The Fine Gael leader, Mr John Bruton, yesterday called on the IRA to say when it was going to decommission arms if it was not prepared to do so in advance of the publication of Gen de Chastelain's report today.
"When exactly and in what conditions are the IRA prepared to decommission? That question has to be asked and has to be answered," he said.
Mr Bruton said if the IRA gave satisfactory answers the pressure could ease in the decommissioning crisis. "But as long as that is left hanging there, there will be this unhealthy focus on decommissioning," Mr Bruton told RTE Radio's This Week. "How and when is the IRA going to respond? That is the question that has to be answered in the next 24 hours."
Mr Bruton said once the general's report was delivered today the two governments must act together to lay down what the standards of democracy were.
Meanwhile, the Northern Ireland Deputy First Minister, Mr Seamus Mallon, said there would not be progress if the Ulster Unionist Party took a unilateral decision on decommissioning or if the institutions were suspended.
He said it was important to remember there were more people than the UUP involved in the process and more than one government. "There are two sovereign governments involved. I believe there will be a great reluctance to suspend the institutions and that reluctance will be shown by the two governments and the UUP," he added.
Mr Mallon said three options were open to Gen de Chastelain. A favourable report, which no one expected , a negative report which would lead to problems and thirdly as positive a report as possible.
"I understand it may have some positive elements accompanied by some type of timeframe. If that third type of report is made by the general then I suspect people will work to use that to build on," he told RTE.
The Northern Ireland Minister of Education, Mr Martin McGuinness, of Sinn Fein, said it was important that everyone when considering these matters understood there was an agreement, the Good Friday agreement.
Mr McGuinness said the agreement was very clear and placed responsibility for progress on all the political parties.

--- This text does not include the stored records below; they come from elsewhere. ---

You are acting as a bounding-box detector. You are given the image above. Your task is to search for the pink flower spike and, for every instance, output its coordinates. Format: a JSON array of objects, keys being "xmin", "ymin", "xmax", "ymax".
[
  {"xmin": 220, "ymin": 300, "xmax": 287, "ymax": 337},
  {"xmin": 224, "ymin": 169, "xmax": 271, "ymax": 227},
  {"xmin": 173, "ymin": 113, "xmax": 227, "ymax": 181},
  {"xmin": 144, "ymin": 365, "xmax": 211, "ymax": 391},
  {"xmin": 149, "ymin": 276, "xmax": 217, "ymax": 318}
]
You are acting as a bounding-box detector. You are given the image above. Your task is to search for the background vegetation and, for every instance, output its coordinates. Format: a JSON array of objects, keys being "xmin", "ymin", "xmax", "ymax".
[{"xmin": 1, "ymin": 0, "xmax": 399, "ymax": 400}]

Saying that Sinn Fein should singularly deal with this issue is wrong, he added.
"I would maintain that the Sinn Fein leadership over the last nine years has done much more than any of the other parties in an attempt to resolve conflict."

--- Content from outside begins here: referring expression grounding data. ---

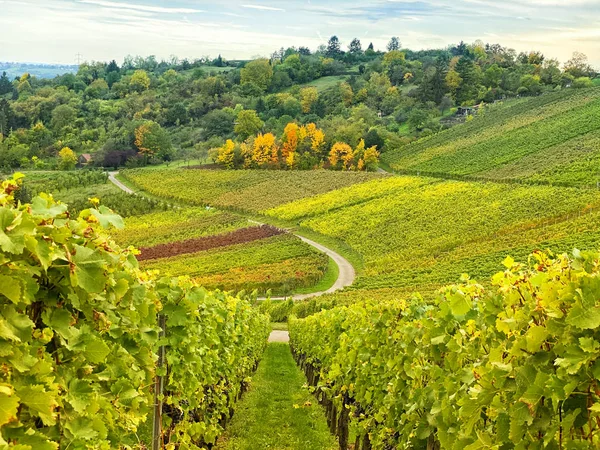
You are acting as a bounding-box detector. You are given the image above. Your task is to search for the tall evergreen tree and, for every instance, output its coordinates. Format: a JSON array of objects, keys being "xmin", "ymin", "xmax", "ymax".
[
  {"xmin": 326, "ymin": 36, "xmax": 342, "ymax": 58},
  {"xmin": 0, "ymin": 72, "xmax": 12, "ymax": 96},
  {"xmin": 455, "ymin": 56, "xmax": 479, "ymax": 104}
]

He accused Mr David Trimble of moving the goalposts, breaking through deadlines, and holding up the formation of the Executive. "Now he is threatening to collapse the institutions and change the rules on decommissioning. That is crazy."

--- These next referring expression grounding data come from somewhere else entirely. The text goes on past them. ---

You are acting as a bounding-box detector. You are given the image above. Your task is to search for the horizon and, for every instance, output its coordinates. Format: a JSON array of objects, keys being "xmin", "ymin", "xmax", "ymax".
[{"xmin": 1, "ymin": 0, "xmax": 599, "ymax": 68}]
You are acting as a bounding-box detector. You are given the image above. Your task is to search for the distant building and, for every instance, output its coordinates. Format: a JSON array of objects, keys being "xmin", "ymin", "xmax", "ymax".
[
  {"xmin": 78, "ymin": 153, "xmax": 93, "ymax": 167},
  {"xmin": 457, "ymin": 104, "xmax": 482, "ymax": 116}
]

Asked if the IRA was going to play its part in decommissioning Mr McGuinness said: "That is a matter for Gen de Chastelain and the IRA.
"We have just come out of a review with Senator Mitchell and we agreed that the issue of decommissioning be handed back to the general where it should have been in the first place."
If the agreement collapsed, it would not be because of decommissioning but because the unionist leadership was not prepared to accept the type of changes proposed, he said.